Regional Lender Hengfeng Bank Set to Receive 100 Billion Yuan Bailout from Beijing


The travails of another beleaguered Chinese regional bank have prompted the launch of a rescue package by Beijing which will confer control upon central state-owned investors.

Shandong’s Hengfeng Bank (恒丰银行) ) has announced that it plans to raise 100 billion yuan (approximately USD$14.3 billion) via a private placement with leading government finance vehicles.

Hengfeng will sell 60 million new shares to state-owned investor Central Huijin Investment, as well as 36 billion shares to Shandong Financial Asset Management, and four billion shares to Singapore’s United Overseas Bank (UOB) and other investors.

UOB announced on Wednesday 18 December that it would subscribe for 1.86 billion shares for a consideration of $360 million, bringing its total stake in Hengfeng to 3.3 billion shares.

UOB is currently Hengfeng’s second-largest shareholder, with a 13% stake in the Shandong bank as of the end of the second quarter.
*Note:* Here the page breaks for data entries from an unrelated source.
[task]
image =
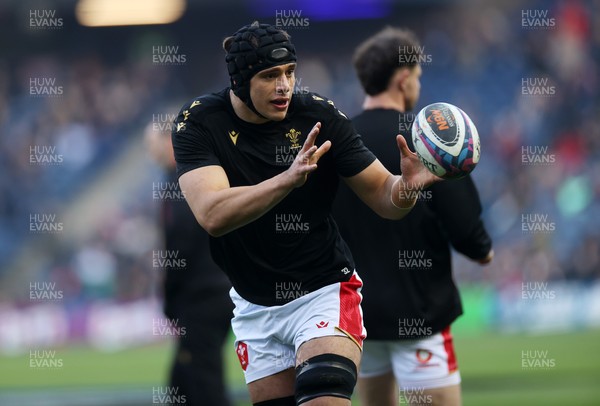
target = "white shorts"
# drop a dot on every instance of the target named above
(417, 364)
(267, 337)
The share sale, which remains subject to approval from regulators, will make Central Huijin and Shandong Financial Asset Management controlling shareholders in Hengfeng.

In June the China Banking and Insurance Regulatory Commission (CBIRC) an­nounced that it was ac­cel­er­at­ing its re­struc­tur­ing of Hengfeng af­ter the mid-sized bank failed to pro­vide fi­nan­cial state­ments for two con­sec­u­tive years.

Hengfeng subsequently became the third regional bank rumoured to receive intervention measures from the central government, with domestic media reports pointing to the possibility of a strategic investment from Central Huijin.

2019 has been a tu­mul­tu­ous year for smaller re­gional lenders in China, with a string of bank runs and up­sets which in several cases ne­ces­si­tated in­ter­ven­tion from the cen­tral gov­ern­ment. 

Two re­gional banks in China met with abortive bank runs within a two week pe­riod in early No­vem­ber – Yingkou Bank in the north­east­ern province of Liaon­ing and Yichuan Rural Com­mer­cial Bank in Henan province. 

Ear­lier in the year the Chi­nese gov­ern­ment took over In­ner Mon­go­li­a’s be­lea­guered Baoshang Bank in May, for the first such forcible ac­qui­si­tion in more than two decades, while a trio of lead­ing state-owned fi­nan­cial in­sti­tu­tions sub­se­quently took over the north-east­ern Bank of Jinzhou in July.